Sungguh, jiwa tergetar olehnya Oleh wajah, yang menyita rasa seluruhnya Aku mengerti, ini hanya terjadi pada diri ini Berbeda disana, denganmu Yang mungkin, masih haus akan panorama  Disini, bukan maksudku mengganggumu Hanya saja, angin malam dihadapku , berhembus rutin menyebutmu Ia menyebut namamu, merangkul peluhmu Bagimu, ini mungkin hanya dalih yang menyerpih Mungkin juga, sekadar rayu kelabu nan sembilu Namun, asalkan engkau tahu Betapa sulit bagiku, tergerak hati untuk sampai memilihmu Kini,  Bila wajahku sudah tak lagi menjadi titik perhatianmu, tak apalah Setidaknya, aku telah menjadi bagian terpenting demi menggapai impianmu Meski perih, tak lekang menyayat jiwaku ***Banyumas, 3 Juni 2020.

Titik Henti Disana

Biarlah, semua mengalun semestinya Curiga dan kecewa, pada saatnya membuatmu berbiasa Tetapi, selalu ada hal yang luput dari tanya Misalnya, apakah mungkin taqdir berbohong untuk menyita?
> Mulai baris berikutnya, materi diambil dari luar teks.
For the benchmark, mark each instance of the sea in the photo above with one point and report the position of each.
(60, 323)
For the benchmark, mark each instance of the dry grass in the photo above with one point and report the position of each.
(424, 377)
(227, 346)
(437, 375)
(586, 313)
Kita, na'asnya tergenggam kaca yang sama Perihal sesak, yang mengabur abu derita Itu bukan kesalahan Buka pula, soal ketepatan Karena titik henti disana, tak dapat berubah asalnya ***Banyumas, 2 Juni 2020.

Senantiasa Bertajuk

Selalu ada "selat", ditengah luka yang menyayat Musim terus berubah Sedang suasana, mengitari arahnya Kita pasti kerap kewalahan menghadapi itu, sampai-sampai tersungkur jatuh ke lembah nadir Tetapi, seperti padanan "selat" Ia menuai setidaknya dua tepian Melabuh ke kiri, atau ke kanan Tentu masing-masing kita telah paham, utamanya pada kiri dan kanan yang mewujud konotatif Entah kanan atau kiri, keduanya suci azali Sampai pada kebimbangan paling gusar, kita semua berbatin lirih Bahwa dunia, tak lebih sebagai pena cerita yang senantiasa bertajuk Sebuah cerita, tentang warisan, kepercayaan, dan pengingkaran ***Banyumas, 2 Juni 2020.

Hingga "Saat"

Sampai menjadi puisi, lintasmu mengendap arti Apa gerangan semua ini? Hingga "saat", belum menggubah misteri Sampai menjadi sajak, arahmu menyala rasa Apa gerangan semua ini? Hingga wajah, berlalu sepi Sampai terlelap mimpi, yakinku mengalun senyap Apa gerangan semua ini? Hingga menanti, tak ubahnya bunuh diri ***Banyumas, 2 Juni 2020.